2003年03月02日(日)貝島克彦先生のこと

 ここ数日に渡って貝島克彦追悼演奏会の話を書いたが、たぶん普通の人は貝島先生の名前を知らないだろうし、テューバを吹いている人でも若い人にはあまり名前を知られていないかもしれない。貝島先生は1960年代後半から70年代初めに天才的なテューバ奏者として活躍し、その後は教育者として後進の指導に専念された方だ。演奏家として活躍していた期間が短いので、その演奏を聞いたことがある人は少ないかもしれない。しかし、その短い期間の間に、日本のテューバ史にとって重要な出来事がいくつもあった。在学中に学生3人で日本初のテューバのリサイタルを成功させたり、もっともポピュラーなテューバの協奏曲であるヴォーン・ウィリアムスのテューバ協奏曲の日本初演をしたり、日本人のテューバ奏者として初のフルブライト給費海外留学でインディアナ州立大学に留学したり、それまでBb管中心だった日本のテューバ界に初めてC管を持ち込んだり。何より、F管を駆使して、それまで日本では鈍重な楽器と見られていたテューバのイメージを変えたことが貝島先生の演奏家として功績だろう。独特の歌い方や音色は、テューバ奏者としてはむしろ特異な存在だったと思う。

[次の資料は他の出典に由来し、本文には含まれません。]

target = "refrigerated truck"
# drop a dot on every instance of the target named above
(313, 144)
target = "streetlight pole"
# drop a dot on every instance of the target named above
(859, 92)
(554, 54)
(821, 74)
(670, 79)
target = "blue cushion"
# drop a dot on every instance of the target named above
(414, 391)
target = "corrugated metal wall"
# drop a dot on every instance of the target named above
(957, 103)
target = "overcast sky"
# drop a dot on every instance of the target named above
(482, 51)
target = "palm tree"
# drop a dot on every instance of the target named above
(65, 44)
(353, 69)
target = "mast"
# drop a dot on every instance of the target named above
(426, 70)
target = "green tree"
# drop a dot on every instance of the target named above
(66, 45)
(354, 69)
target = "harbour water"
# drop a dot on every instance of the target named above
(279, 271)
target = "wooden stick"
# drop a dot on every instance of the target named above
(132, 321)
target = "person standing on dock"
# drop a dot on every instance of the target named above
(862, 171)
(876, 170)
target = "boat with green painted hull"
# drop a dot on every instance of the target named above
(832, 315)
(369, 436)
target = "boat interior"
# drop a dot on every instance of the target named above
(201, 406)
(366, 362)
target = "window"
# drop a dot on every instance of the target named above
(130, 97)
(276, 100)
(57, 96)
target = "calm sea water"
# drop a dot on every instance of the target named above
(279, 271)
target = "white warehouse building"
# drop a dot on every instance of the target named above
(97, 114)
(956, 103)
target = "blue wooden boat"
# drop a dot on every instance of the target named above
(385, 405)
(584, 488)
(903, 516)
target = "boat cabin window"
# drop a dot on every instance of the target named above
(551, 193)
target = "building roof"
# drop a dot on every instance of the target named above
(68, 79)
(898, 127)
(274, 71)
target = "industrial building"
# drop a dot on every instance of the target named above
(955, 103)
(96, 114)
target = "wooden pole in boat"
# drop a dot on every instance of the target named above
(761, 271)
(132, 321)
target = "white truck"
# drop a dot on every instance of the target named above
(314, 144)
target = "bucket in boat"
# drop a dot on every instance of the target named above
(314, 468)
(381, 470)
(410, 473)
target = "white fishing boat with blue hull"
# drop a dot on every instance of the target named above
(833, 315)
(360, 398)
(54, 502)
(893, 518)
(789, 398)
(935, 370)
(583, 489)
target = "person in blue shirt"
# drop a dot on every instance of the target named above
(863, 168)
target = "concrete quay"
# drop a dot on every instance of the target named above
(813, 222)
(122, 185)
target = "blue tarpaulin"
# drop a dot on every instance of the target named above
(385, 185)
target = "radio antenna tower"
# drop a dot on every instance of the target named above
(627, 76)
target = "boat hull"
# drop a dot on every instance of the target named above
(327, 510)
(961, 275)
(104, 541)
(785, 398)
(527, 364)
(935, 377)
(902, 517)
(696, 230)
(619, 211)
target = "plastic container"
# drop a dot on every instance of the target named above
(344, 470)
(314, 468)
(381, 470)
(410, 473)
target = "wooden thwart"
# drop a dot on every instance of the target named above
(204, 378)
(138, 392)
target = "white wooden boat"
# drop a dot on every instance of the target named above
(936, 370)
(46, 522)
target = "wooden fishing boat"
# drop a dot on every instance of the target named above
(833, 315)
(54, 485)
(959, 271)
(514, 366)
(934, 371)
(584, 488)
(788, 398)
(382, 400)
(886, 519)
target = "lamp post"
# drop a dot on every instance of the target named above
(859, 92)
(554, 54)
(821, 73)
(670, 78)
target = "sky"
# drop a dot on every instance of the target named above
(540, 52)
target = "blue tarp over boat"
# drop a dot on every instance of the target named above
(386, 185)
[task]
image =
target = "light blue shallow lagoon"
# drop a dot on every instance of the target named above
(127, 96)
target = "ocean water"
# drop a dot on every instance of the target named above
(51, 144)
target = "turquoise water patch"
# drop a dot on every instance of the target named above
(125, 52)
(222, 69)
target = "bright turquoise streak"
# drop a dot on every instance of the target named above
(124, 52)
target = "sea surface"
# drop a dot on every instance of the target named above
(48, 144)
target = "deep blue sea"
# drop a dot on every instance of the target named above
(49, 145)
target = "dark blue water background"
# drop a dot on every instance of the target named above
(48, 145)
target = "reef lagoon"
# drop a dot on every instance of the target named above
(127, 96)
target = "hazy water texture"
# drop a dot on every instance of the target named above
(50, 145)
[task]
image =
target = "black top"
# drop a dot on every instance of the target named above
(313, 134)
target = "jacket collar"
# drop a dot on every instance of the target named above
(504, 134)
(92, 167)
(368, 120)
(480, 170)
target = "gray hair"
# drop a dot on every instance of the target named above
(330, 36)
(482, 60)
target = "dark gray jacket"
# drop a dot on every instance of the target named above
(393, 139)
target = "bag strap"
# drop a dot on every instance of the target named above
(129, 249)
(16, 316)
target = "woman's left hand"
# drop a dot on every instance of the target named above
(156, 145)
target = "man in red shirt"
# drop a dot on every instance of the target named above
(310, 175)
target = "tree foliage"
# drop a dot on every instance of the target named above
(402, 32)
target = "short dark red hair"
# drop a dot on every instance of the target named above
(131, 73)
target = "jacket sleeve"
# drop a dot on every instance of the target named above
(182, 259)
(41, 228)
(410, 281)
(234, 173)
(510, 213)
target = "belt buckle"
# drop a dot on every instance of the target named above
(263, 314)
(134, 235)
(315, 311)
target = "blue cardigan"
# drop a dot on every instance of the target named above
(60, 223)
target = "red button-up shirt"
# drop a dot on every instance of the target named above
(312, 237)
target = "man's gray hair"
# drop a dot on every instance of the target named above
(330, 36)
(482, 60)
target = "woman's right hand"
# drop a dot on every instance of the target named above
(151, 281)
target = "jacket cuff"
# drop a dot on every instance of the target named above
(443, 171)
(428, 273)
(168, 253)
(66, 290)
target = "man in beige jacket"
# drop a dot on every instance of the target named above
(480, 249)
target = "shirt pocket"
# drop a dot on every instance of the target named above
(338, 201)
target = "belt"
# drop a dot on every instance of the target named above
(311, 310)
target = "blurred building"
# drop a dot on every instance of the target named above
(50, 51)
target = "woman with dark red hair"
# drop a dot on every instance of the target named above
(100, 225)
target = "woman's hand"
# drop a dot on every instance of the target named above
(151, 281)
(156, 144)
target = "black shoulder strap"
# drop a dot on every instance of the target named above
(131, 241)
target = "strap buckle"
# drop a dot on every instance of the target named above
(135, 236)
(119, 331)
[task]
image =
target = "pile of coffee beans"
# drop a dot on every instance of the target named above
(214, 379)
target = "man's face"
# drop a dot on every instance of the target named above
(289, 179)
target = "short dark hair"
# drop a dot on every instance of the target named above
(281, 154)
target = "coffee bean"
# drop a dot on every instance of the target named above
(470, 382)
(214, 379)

 僕も不肖の弟子の一人だが、僕が教わっていた頃には貝島先生が人前で吹くことはめったに無かった。それでも、たまにレッスンで「こういう風に吹けないか」と吹いて聞かせることはあった。ある時速い3連符のフレーズをまるでホルンのような軽やかなタンギングで吹いて見せて、それがあまりに凄かったのでレッスン後に同級生と大笑いしたことが思いだされる。

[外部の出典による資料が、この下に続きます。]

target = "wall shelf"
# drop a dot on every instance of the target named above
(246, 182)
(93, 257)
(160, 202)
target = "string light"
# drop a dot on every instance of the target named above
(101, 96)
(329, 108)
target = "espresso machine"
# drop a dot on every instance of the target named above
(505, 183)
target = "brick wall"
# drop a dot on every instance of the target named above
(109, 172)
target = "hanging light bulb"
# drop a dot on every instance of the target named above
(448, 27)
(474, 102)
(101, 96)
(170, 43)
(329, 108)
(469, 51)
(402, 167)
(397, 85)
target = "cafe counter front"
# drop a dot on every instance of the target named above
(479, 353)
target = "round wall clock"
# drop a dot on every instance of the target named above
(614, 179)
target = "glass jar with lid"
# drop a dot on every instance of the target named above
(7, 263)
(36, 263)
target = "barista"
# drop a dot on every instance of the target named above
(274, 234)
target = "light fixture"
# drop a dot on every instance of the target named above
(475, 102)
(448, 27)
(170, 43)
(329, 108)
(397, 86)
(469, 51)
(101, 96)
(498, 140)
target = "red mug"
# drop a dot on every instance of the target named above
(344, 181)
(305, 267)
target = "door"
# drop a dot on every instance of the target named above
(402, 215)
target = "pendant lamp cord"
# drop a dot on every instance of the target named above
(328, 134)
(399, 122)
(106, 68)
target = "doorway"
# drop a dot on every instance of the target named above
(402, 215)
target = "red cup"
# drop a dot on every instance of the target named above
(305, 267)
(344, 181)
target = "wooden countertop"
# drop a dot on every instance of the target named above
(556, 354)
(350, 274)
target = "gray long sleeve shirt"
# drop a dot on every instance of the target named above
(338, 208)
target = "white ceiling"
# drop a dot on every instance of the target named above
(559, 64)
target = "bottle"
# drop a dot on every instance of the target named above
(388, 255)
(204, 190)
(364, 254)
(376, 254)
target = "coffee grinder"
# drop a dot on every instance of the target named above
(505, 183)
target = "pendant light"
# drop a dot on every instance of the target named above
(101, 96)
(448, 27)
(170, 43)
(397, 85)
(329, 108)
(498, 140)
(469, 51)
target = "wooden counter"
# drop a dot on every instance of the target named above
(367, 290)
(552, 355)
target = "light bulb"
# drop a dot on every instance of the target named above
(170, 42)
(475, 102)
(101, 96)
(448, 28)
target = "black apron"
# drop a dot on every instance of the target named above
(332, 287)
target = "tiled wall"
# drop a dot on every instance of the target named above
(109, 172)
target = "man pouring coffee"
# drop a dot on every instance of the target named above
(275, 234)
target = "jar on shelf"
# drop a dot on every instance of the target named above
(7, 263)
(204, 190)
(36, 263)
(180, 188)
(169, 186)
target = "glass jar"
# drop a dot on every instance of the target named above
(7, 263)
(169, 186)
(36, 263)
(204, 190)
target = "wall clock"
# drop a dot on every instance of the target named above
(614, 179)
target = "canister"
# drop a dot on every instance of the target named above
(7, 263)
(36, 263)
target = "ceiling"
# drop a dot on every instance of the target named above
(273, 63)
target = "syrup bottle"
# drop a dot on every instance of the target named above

 最後に会ったのは池袋の駅でたまたま会った時だ。「この間テレビ見たぞ。」と言われた。シカラムータでニュース23に出た時のことだ。最後に見られたのが、あれか。たしか生本番でぐちゃぐちゃの演奏をした時だ。とほほ。

 ある時、貝島先生がぽつりと「腹黒いやつの方がうまくなるんだよなあ。」と漏らしたことがある。それが妙に印象に残っている。